Le monde façon John Irving

Par Francine Bordeleau
Publié le 22 avril 2025
John Irving, Les Fantômes de l’Hotel Jerome, Paris, Seuil, 2024, 992 p

Avec « Les Fantômes de l’Hôtel Jerome», John Irving rompt sept années de silence. Un retour somme toute bienvenu.

Publié voilà presque un demi-siècle (en 1978), The World According to Garp (Le Monde selon Garp) est sans conteste le livre-phare de John Irving, et l’un des grands romans de la littérature américaine contemporaine. Comment, traitant de thèmes comme le féminisme et le transsexualisme, Irving a-t-il produit un best-seller mondial ? À cela s’ajoutent d’autres sujets nullement consensuels, comme l’inceste frère-sœur assumé (L’Hôtel New Hampshire, Seuil, 1982) et l’avortement (L’Œuvre de Dieu, la part du diable, Seuil, 1986).

En fait, tout au long d’une œuvre qui recèle par ailleurs quantité d’éléments autobiographiques, Irving, fier natif de la Nouvelle-Angleterre devenu citoyen canadien en 2019, à l’âge de 77 ans, aura créé une imposante galerie de personnages atypiques mais généralement attachants.

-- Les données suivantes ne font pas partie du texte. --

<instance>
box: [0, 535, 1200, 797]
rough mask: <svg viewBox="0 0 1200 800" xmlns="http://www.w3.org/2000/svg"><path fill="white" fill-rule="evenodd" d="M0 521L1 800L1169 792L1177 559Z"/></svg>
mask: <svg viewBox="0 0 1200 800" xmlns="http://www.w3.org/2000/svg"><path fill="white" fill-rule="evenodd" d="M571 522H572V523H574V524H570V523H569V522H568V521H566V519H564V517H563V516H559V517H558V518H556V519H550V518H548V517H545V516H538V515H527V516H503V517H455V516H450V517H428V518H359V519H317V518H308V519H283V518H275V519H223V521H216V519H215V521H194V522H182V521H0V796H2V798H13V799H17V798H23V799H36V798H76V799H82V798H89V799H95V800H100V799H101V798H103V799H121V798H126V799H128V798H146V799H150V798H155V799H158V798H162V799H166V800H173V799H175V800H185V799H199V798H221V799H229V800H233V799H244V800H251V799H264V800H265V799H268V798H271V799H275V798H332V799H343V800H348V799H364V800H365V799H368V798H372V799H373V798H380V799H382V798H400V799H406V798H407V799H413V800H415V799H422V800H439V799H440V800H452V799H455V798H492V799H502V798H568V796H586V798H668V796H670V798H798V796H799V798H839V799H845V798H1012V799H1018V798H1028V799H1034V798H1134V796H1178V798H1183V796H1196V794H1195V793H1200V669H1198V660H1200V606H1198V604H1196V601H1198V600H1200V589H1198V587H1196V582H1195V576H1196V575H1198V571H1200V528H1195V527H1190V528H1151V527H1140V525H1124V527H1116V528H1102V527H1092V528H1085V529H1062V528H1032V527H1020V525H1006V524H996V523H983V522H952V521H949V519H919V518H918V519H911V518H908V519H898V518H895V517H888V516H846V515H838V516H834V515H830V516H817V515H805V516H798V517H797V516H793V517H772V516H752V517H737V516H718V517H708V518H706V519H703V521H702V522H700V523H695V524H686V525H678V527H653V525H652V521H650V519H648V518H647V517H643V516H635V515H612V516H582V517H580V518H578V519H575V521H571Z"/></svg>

Et ce parti pris culmine dans Les Fantômes de l’Hotel Jerome, qui apparaît comme un livre-somme tant l’écrivain y a regroupé de ses leitmotivs.

L’amour, etc.

Le récit commence en 1941 avec Rachel Brewster, la mère du narrateur, et se termine en 2017, avec l’arrivée de Donald Trump à la présidence des États-Unis. La jeune Rachel, maudite soit sa petite taille, a échoué aux épreuves de slalom d’Aspen, au Colorado, mais est tombée enceinte. Et là s’arrêteront les relations de Rachel avec la gent masculine (c’était aussi le cas de la mère de Garp), même si plus tard elle épouse un certain Elliot Barlow. Mais ce dernier étant plutôt une femme dans un corps d’homme, ceci explique cela.

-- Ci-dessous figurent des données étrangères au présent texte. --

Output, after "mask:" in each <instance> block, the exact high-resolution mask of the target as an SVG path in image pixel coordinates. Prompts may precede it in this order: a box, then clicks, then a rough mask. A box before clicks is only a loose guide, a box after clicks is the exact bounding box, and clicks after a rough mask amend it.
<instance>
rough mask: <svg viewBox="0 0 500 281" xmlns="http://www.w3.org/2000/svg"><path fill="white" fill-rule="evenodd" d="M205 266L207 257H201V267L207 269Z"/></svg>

C’est aussi ce qui explique qu’à l’âge de 39 ans, le narrateur Adam Brewster, devenu écrivain comme il le voulait depuis toujours, dira : « Dans ma vie, les personnes les plus aimantes et les plus aimées étaient deux couples de lesbiennes et mon beau-père, une femme transgenre. » (Elliot a subi une orchiectomie entre-temps.) Nous sommes en 1981 et Ronald Reagan, de qui vient le mantra « Make America Great Again », entame sa présidence – une présidence présentée sous l’angle LGBT et férocement critiquée par Irving. Dans son entourage, Adam est le seul hétéro, ou presque. « On peut s’aimer de bien des façons », apprendra-t-il très tôt.

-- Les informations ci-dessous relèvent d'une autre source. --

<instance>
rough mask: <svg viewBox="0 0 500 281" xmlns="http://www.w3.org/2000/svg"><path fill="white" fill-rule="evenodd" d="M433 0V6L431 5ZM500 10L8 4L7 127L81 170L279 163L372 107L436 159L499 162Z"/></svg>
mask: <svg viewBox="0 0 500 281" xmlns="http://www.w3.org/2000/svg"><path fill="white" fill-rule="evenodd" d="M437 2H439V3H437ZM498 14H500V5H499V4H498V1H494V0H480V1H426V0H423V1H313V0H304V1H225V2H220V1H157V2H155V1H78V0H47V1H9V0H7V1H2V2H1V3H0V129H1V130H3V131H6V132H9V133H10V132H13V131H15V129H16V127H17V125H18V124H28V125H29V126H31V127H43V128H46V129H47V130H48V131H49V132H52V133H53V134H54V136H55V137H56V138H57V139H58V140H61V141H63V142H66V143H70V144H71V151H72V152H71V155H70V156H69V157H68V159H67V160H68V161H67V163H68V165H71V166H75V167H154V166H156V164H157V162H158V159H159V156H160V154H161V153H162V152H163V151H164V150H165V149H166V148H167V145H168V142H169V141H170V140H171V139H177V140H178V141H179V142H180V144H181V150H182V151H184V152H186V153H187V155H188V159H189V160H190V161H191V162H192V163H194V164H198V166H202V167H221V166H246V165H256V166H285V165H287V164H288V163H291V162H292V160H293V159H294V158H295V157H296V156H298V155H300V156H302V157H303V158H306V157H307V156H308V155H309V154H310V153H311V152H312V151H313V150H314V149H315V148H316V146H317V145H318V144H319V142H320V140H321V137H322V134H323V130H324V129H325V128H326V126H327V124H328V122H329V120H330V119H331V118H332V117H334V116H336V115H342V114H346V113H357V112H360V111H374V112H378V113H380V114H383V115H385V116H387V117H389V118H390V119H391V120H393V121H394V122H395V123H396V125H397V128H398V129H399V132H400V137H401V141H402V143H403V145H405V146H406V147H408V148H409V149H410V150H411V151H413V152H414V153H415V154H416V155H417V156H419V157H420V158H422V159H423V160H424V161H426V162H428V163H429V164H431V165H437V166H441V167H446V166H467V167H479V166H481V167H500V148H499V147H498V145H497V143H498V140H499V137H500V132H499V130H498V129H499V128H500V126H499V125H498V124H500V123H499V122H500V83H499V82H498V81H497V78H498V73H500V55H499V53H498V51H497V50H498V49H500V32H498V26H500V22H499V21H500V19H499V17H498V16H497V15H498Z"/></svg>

C’est en partie la thèse de ce roman de près de 1000 pages et la démonstration, à force, est un peu lourde. On a parfois l’impression de se faire asséner vaille que vaille une leçon de tolérance… tout en se réjouissant de la charge portée contre l’Église catholique, les républicains ou encore les homophobes et les misogynes de tout poil.

En terrain connu

Et sinon, John Irving fait du John Irving. L’outrance des situations et la truculence sont donc au rendez vous. Tout comme le sexe, les (longues) digressions, les couples hautement improbables, les morts loufoques, les morts tragiques, la lutte (sport de prédilection d’Irving). Et toujours, la réaffirmation d’une profession de foi dans la littérature, alors que sont convoquées les mânes de Charles Dickens, d’Herman Melville (Moby Dick) et de Shakespeare. Sans doute une façon de dire que la littérature est la voie qui sauvera le monde de la barbarie.